His hair, according to school board officials, will distract the other students.

It seems to me to be a pretty draconian enforcement of gender norms. Or is it actually a ban on progressive politics, expressed through music?

According to the school district's code of conduct, in the section "Boys: Additional Guidelines":
Hair is to be out of the eyes, not extend below the bottom of the earlobes and
cut so that it does not extend over the collar (dress shirt).

Also: no earrings for the guys, though apparently the school board has no problem with a parent piercing the ears of a four-year-old girl, or letting her wear her hair over her face. (For what it's worth, the American Academy of Pediatrics recommends waiting to pierce a child's ears until the child can take care of the piercing "herself.")

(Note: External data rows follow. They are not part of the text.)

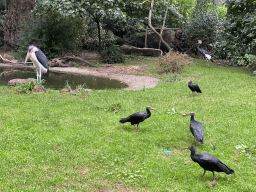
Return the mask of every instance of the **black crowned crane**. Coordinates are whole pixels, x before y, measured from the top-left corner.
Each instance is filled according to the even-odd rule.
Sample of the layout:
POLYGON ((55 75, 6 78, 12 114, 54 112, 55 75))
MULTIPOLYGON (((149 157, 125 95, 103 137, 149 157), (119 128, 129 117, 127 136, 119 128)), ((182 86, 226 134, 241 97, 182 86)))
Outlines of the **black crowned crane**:
POLYGON ((207 61, 207 64, 210 67, 208 60, 211 60, 211 62, 213 62, 212 56, 210 55, 210 53, 208 51, 199 48, 199 46, 202 44, 201 40, 198 40, 198 43, 196 43, 196 44, 198 45, 197 46, 198 51, 204 56, 204 59, 207 61))
POLYGON ((28 53, 25 59, 25 64, 29 58, 36 68, 37 82, 40 82, 41 73, 43 73, 43 75, 46 77, 49 75, 48 59, 45 56, 45 54, 34 45, 30 45, 28 47, 28 53))
POLYGON ((204 144, 204 127, 203 124, 199 121, 195 121, 195 114, 193 112, 190 112, 185 116, 190 115, 190 131, 194 136, 194 141, 200 142, 204 144))
MULTIPOLYGON (((154 110, 156 112, 158 112, 156 109, 148 106, 146 108, 147 113, 144 111, 141 112, 137 112, 137 113, 133 113, 132 115, 130 115, 129 117, 126 118, 121 118, 121 120, 119 121, 120 123, 126 123, 126 122, 131 122, 131 125, 134 126, 134 128, 136 129, 136 131, 139 131, 138 127, 139 127, 139 123, 144 121, 145 119, 149 118, 151 116, 151 112, 150 110, 154 110), (137 124, 137 127, 135 126, 137 124)), ((158 112, 159 113, 159 112, 158 112)))
POLYGON ((191 80, 188 80, 188 82, 186 83, 188 84, 188 87, 189 89, 192 91, 193 93, 193 96, 194 96, 194 92, 197 92, 197 93, 202 93, 201 89, 199 88, 199 86, 195 83, 192 83, 191 80))
POLYGON ((194 148, 194 146, 185 147, 184 149, 189 149, 191 151, 191 159, 194 162, 198 163, 204 169, 204 173, 202 176, 204 176, 206 171, 211 171, 213 174, 213 180, 215 180, 214 171, 225 172, 226 174, 235 174, 234 170, 228 168, 224 163, 222 163, 218 158, 214 157, 213 155, 210 155, 208 153, 196 154, 196 149, 194 148))

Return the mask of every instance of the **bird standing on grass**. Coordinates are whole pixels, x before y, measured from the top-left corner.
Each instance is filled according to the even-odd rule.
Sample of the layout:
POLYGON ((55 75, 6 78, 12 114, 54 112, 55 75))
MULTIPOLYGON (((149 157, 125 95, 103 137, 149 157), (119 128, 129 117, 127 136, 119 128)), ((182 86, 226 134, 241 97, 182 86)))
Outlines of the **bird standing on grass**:
POLYGON ((25 59, 25 64, 28 59, 31 59, 34 66, 36 67, 37 82, 41 81, 41 73, 44 76, 49 75, 49 63, 46 55, 36 46, 30 45, 28 47, 28 53, 25 59))
POLYGON ((201 40, 198 40, 198 43, 196 43, 198 45, 197 49, 198 51, 204 56, 204 59, 207 61, 208 66, 210 67, 208 60, 211 60, 211 62, 213 62, 212 56, 210 55, 210 53, 204 49, 200 49, 199 46, 202 44, 201 40))
POLYGON ((192 91, 193 93, 193 96, 194 96, 194 92, 197 92, 197 93, 202 93, 201 89, 199 88, 199 86, 195 83, 192 83, 191 80, 188 80, 188 82, 186 83, 188 84, 188 87, 189 89, 192 91))
POLYGON ((194 148, 194 146, 185 147, 184 149, 189 149, 191 151, 191 159, 194 162, 198 163, 204 169, 204 173, 202 176, 204 176, 206 171, 211 171, 213 174, 213 180, 215 180, 214 171, 225 172, 226 174, 235 174, 234 170, 228 168, 224 163, 222 163, 218 158, 214 157, 213 155, 210 155, 208 153, 196 154, 196 149, 194 148))
MULTIPOLYGON (((141 112, 137 112, 137 113, 133 113, 132 115, 130 115, 129 117, 126 118, 121 118, 121 120, 119 121, 120 123, 126 123, 126 122, 131 122, 131 125, 134 126, 134 128, 136 129, 136 131, 139 131, 138 127, 139 127, 139 123, 144 121, 145 119, 149 118, 151 116, 151 112, 150 110, 154 110, 156 112, 158 112, 156 109, 148 106, 146 108, 147 113, 144 111, 141 112), (137 124, 137 127, 135 126, 137 124)), ((158 112, 159 113, 159 112, 158 112)))
POLYGON ((200 142, 204 144, 204 127, 203 124, 199 121, 195 121, 195 114, 193 112, 190 112, 185 116, 190 115, 190 131, 192 135, 194 136, 194 141, 200 142))

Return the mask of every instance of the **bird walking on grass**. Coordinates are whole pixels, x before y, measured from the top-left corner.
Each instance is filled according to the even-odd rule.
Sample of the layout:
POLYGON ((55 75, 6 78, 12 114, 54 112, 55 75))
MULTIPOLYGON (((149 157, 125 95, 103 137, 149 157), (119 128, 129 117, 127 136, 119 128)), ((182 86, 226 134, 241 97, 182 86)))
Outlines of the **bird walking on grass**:
MULTIPOLYGON (((202 176, 204 176, 206 171, 211 171, 213 174, 213 180, 215 180, 215 174, 214 171, 217 172, 224 172, 226 174, 235 174, 235 171, 228 168, 227 165, 222 163, 218 158, 214 157, 211 154, 208 153, 199 153, 196 154, 196 149, 194 146, 185 147, 184 149, 189 149, 191 154, 191 159, 198 163, 203 169, 204 173, 202 176)), ((182 150, 184 150, 182 149, 182 150)))
POLYGON ((204 127, 203 124, 199 121, 195 121, 195 114, 190 112, 185 116, 190 115, 190 132, 194 136, 194 141, 204 144, 204 127))
POLYGON ((204 56, 204 59, 207 61, 208 67, 210 67, 208 60, 211 60, 211 62, 213 62, 212 56, 210 55, 210 53, 204 49, 200 49, 199 46, 202 44, 201 40, 198 40, 198 43, 196 43, 197 49, 198 51, 204 56))
POLYGON ((25 64, 29 58, 31 59, 36 68, 37 82, 40 82, 42 73, 46 77, 49 75, 48 59, 46 55, 38 47, 34 45, 30 45, 28 47, 28 53, 25 59, 25 64))
MULTIPOLYGON (((130 122, 131 125, 134 126, 134 128, 136 129, 136 131, 139 131, 138 127, 139 127, 139 123, 143 122, 145 119, 149 118, 151 116, 151 112, 150 110, 154 110, 156 112, 158 112, 156 109, 148 106, 146 108, 146 112, 141 111, 141 112, 137 112, 137 113, 133 113, 132 115, 130 115, 129 117, 126 118, 121 118, 121 120, 119 121, 120 123, 126 123, 126 122, 130 122), (137 125, 137 127, 135 126, 137 125)), ((159 112, 158 112, 159 113, 159 112)))

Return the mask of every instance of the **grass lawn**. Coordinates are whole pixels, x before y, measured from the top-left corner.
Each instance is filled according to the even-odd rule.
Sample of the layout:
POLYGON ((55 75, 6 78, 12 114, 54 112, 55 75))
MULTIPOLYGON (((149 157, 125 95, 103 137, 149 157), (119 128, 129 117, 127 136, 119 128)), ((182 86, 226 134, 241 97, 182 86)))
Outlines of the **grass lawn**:
POLYGON ((153 89, 89 97, 0 87, 0 191, 256 191, 255 77, 201 60, 182 76, 153 89), (192 96, 188 79, 202 94, 192 96), (147 106, 160 114, 152 111, 141 132, 119 123, 147 106), (191 111, 204 125, 205 144, 194 143, 190 117, 182 116, 191 111), (236 174, 202 177, 190 151, 181 151, 190 145, 236 174))

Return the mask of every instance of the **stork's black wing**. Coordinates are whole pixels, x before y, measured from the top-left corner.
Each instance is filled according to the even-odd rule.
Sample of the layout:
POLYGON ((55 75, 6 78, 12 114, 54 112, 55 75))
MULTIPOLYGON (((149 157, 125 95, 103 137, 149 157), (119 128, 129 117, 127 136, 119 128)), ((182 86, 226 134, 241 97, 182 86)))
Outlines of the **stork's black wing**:
POLYGON ((37 60, 46 68, 48 69, 49 66, 48 66, 48 59, 46 57, 46 55, 38 48, 38 51, 35 51, 35 55, 36 55, 36 58, 37 60))

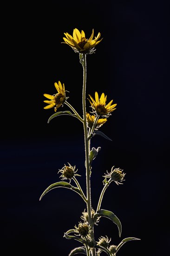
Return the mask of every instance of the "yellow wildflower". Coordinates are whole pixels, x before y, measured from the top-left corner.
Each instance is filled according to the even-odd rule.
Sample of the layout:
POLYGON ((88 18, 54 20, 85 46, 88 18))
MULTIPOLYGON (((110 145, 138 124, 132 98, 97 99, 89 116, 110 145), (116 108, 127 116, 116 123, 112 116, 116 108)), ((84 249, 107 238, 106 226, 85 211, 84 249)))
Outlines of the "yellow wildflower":
POLYGON ((91 107, 92 108, 93 113, 98 115, 102 115, 105 117, 108 117, 111 115, 111 112, 115 110, 116 108, 115 107, 117 104, 111 105, 113 100, 112 100, 110 102, 106 105, 107 100, 107 95, 105 96, 105 94, 103 93, 101 95, 100 99, 98 98, 98 93, 95 92, 95 100, 89 94, 90 100, 88 99, 91 104, 91 107))
POLYGON ((64 84, 63 84, 63 85, 62 85, 59 81, 58 84, 55 82, 54 85, 58 91, 58 93, 53 95, 50 95, 46 94, 44 94, 44 96, 47 99, 51 100, 50 101, 44 101, 44 102, 49 104, 45 107, 44 108, 48 109, 49 108, 54 107, 54 111, 56 112, 57 109, 61 105, 63 105, 65 101, 66 91, 65 91, 64 84))
POLYGON ((103 38, 98 40, 101 34, 98 33, 97 37, 94 36, 94 29, 92 30, 92 34, 89 39, 85 38, 85 33, 83 30, 81 33, 77 28, 73 30, 72 36, 68 33, 64 33, 66 37, 63 37, 64 42, 63 43, 68 44, 74 50, 76 53, 79 54, 91 54, 95 50, 95 47, 99 44, 103 38))

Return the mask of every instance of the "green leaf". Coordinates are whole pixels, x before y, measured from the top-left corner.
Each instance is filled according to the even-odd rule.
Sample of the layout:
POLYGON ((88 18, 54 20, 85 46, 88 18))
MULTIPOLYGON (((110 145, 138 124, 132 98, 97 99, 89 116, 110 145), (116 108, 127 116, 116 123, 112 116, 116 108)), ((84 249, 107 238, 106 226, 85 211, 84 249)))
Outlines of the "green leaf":
POLYGON ((97 248, 98 249, 102 250, 102 251, 105 251, 107 254, 107 255, 109 255, 109 256, 111 256, 111 253, 110 253, 109 250, 106 248, 103 247, 103 246, 101 246, 101 245, 96 245, 94 247, 95 248, 97 248))
POLYGON ((100 135, 100 136, 102 136, 102 137, 104 137, 104 138, 105 138, 105 139, 106 139, 107 140, 109 140, 109 141, 112 141, 112 140, 111 140, 111 139, 109 138, 109 137, 107 137, 107 136, 105 135, 105 134, 104 134, 102 132, 100 132, 100 131, 95 131, 94 135, 100 135))
POLYGON ((108 218, 114 222, 114 223, 116 224, 118 229, 119 237, 120 237, 122 233, 122 224, 118 217, 117 217, 112 212, 103 209, 101 209, 99 211, 98 211, 96 214, 94 215, 94 218, 98 217, 99 216, 108 218))
POLYGON ((73 255, 75 255, 78 253, 81 253, 82 254, 85 254, 85 255, 87 255, 85 247, 82 246, 82 247, 77 247, 77 248, 74 248, 74 249, 71 250, 68 255, 68 256, 73 256, 73 255))
POLYGON ((98 152, 101 149, 100 147, 98 147, 97 148, 95 148, 93 147, 92 148, 92 150, 90 152, 89 161, 90 164, 91 165, 92 162, 94 159, 95 159, 96 156, 98 155, 98 152))
POLYGON ((68 183, 67 182, 57 182, 56 183, 54 183, 53 184, 52 184, 52 185, 50 185, 43 192, 42 194, 41 195, 41 196, 39 198, 39 201, 41 199, 41 198, 46 194, 47 192, 51 190, 52 189, 56 189, 56 188, 65 188, 65 189, 70 189, 72 190, 73 190, 74 191, 78 193, 81 196, 81 192, 78 188, 76 188, 75 187, 74 187, 73 186, 72 186, 71 184, 69 183, 68 183))
POLYGON ((77 117, 76 114, 72 113, 71 112, 67 111, 59 111, 59 112, 57 112, 56 113, 50 116, 49 119, 48 120, 48 123, 49 123, 50 121, 56 116, 58 116, 58 115, 71 115, 72 116, 74 116, 75 117, 77 117))
POLYGON ((65 237, 67 239, 74 239, 83 243, 82 239, 80 237, 78 237, 78 236, 69 236, 66 233, 64 233, 64 237, 65 237))
POLYGON ((136 237, 127 237, 126 238, 124 238, 124 239, 123 239, 118 245, 116 250, 118 251, 124 243, 131 240, 140 240, 140 239, 139 238, 136 238, 136 237))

It seems to me that if the other little kids are being distracted, it's not by the boy's hair but by the reactions of the adults around him. It's too bad the school officials of Mesquite, Texas feel it's that important to police so intently the boundaries between boys' and girls' self-expression.

05 January 2010

How Much Did We Pay For That?

The Mate and I went to lunch on New Year's Day at Thai Smile, a wonderful little restaurant in, of all places, Plymouth, New Hampshire. The Rose Bowl was on the TV and we briefly watched the half-time show, which included a flyover by four Air Force jets in honor of someone (probably someone famous, whose name I didn't catch because I live under a rock in a home without television).

The Mate wanted to know: How much did that cost the nation's taxpayers?

The military has a website dedicated to explaining the rules for Air Force flyovers, with instructions for how to apply for a flyover and a list of frequently asked questions. For some reason, it doesn't mention anything about costs.